WASHINGTON — Ending a struggle that lasted almost a year, Senate and House negotiators agreed Saturday night on a massive five-year farm bill that generally renews expensive crop subsidy programs in hopes of tiding debt-ridden farmers through the worst financial crisis in 50 years.
Just before reaching agreement, the conferees pared more than $2 billion from the compromise measure in an effort to avoid a veto by President Reagan. That brought the bill's estimated three-year subsidy costs to about $52 billion, close to the $50-billion limit the President had demanded.
In addition, the legislation--the most voluminous ever considered by Congress--includes $36 billion for food stamps over three fiscal years, beginning last Oct. 1.
Block Won't Comment
Congressional leaders will try to push the farm measure through both houses and on to the White House before Congress leaves for a long recess sometime this week.
Agriculture Secretary John R. Block, who grudgingly acceded to several key provisions and strongly opposed others, refused to say whether he would recommend that Reagan sign or veto the bill. "I am not commenting," Block told reporters.
However, Senate Majority Leader Bob Dole (R-Kan.), a conferee up for reelection next year in a hard-hit wheat-growing state, appeared confident that the President would accept the legislation.
"I think we're in good shape," he said. "The President has an opportunity now to put a cap on this effort by signing a bill and sending a message to the farmers that he's on board."
The legislation makes relatively modest changes in current subsidy programs, which are renewed for five years, although cost estimates are available for only the first three years.
Week of Grueling Talks
It slightly reduces guaranteed minimum prices of crops in an effort to boost exports and cut taxpayer costs. But it effectively increases direct income subsidy payments to wheat, corn, cotton and rice farmers, many of whom are threatened with bankruptcy.
In one of their last actions during more than a week of grueling talks, the conferees adopted a new plan for cutting overproduction and huge surpluses of milk, butter and cheese.
The plan calls for placing a tax on dairy farmers that would be used to finance government purchases of entire herds of dairy cattle. If that gambit, which would involve the slaughter or export of an estimated 800,000 cows, did not work, then the secretary of agriculture could substantially lower dairy price support levels in 1987.
To prevent markets from being depressed by the new slaughtering, the government would be required to purchase 400 million pounds of red meat for donation to school lunch and international food aid programs.
Reagan strongly opposed the new tax, seeking instead an immediate reduction in price supports to discourage milk production and reduce surpluses of dried milk, butter and cheese.
However, Rep.

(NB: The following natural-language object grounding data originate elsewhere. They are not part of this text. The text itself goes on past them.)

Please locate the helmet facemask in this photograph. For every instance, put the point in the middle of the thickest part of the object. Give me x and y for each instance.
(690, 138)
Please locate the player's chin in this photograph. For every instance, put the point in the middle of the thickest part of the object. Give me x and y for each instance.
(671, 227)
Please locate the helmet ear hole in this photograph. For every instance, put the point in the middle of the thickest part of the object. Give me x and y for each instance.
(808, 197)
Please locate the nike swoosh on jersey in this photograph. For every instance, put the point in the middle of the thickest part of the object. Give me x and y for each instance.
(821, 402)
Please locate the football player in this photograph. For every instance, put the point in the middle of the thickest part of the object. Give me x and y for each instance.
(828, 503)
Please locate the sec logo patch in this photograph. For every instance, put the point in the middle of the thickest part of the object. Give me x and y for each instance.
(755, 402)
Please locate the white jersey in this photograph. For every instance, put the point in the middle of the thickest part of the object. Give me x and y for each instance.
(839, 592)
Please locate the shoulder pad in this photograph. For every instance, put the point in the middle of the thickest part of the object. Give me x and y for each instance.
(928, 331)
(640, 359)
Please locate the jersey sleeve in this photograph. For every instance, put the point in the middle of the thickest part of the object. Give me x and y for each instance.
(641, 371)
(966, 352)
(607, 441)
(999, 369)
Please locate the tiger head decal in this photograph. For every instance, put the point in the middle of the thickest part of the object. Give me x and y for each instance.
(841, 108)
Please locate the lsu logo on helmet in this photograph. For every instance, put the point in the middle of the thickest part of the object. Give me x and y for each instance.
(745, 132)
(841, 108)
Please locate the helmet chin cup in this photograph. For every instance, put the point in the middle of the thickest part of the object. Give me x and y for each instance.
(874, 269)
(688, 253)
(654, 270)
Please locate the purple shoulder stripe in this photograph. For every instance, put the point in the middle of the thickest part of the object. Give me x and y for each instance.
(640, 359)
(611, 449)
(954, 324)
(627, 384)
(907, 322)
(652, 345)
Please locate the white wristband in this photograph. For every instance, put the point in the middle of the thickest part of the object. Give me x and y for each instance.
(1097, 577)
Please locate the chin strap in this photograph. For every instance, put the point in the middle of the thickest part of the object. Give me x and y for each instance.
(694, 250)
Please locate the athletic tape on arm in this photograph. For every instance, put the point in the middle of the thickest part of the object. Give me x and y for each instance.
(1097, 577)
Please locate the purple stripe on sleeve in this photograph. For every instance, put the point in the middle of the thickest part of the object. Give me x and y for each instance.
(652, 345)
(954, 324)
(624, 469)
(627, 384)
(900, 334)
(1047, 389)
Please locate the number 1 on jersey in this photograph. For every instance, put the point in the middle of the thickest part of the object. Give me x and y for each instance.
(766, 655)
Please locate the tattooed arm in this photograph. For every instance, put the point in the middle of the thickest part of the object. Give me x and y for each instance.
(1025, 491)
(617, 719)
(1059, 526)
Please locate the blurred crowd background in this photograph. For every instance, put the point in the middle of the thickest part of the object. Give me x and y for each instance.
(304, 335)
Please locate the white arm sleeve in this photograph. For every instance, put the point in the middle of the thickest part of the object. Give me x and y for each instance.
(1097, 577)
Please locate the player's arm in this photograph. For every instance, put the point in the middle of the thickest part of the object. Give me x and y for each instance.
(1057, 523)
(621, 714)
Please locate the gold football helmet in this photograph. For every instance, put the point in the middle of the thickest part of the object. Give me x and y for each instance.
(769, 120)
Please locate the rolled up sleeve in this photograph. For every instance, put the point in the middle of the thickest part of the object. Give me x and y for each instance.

Tony Coelho (D-Merced), who helped forge the dairy agreement, indicated that Block was "not opposed" to it.
Cut in Dairy Spending
Coelho estimated that current spending levels on dairy subsidies would be cut by about $3.5 billion over three years and that the 2 billion pounds of milk, butter and cheese in government storage would be substantially reduced.
The conferees also approved $1-billion worth of increases in food stamp benefits over the next three years, despite protests by Senate Agriculture Committee Chairman Jesse Helms (R-N. C.) that too little was being done to crack down on fraud and administrative errors.
Rep. Leon E. Panetta (D-Monterey), an author of the food stamp compromise, fought Helms' demands for spending cuts, saying they would jeopardize the bill.
House Defeat Feared
Rep. Edward R. Madigan (R-Ill.) backed Panetta, saying that, although he favored more cuts in the food stamp program, that would turn urban representatives against the bill and probably defeat it in the House.
"We've cut $8 billion (from food stamps) in the last four years," Panetta said. "No other area of agriculture has endured that level of reductions."
Helms countered: "If we don't crack down on this (fraud by some recipients), we're doing a disservice to the poor. This food stamp racket is so big, the Mafia is in it."
Helms said editorial cartoons accusing him of "wanting to deny food to the poor" were "a damned lie."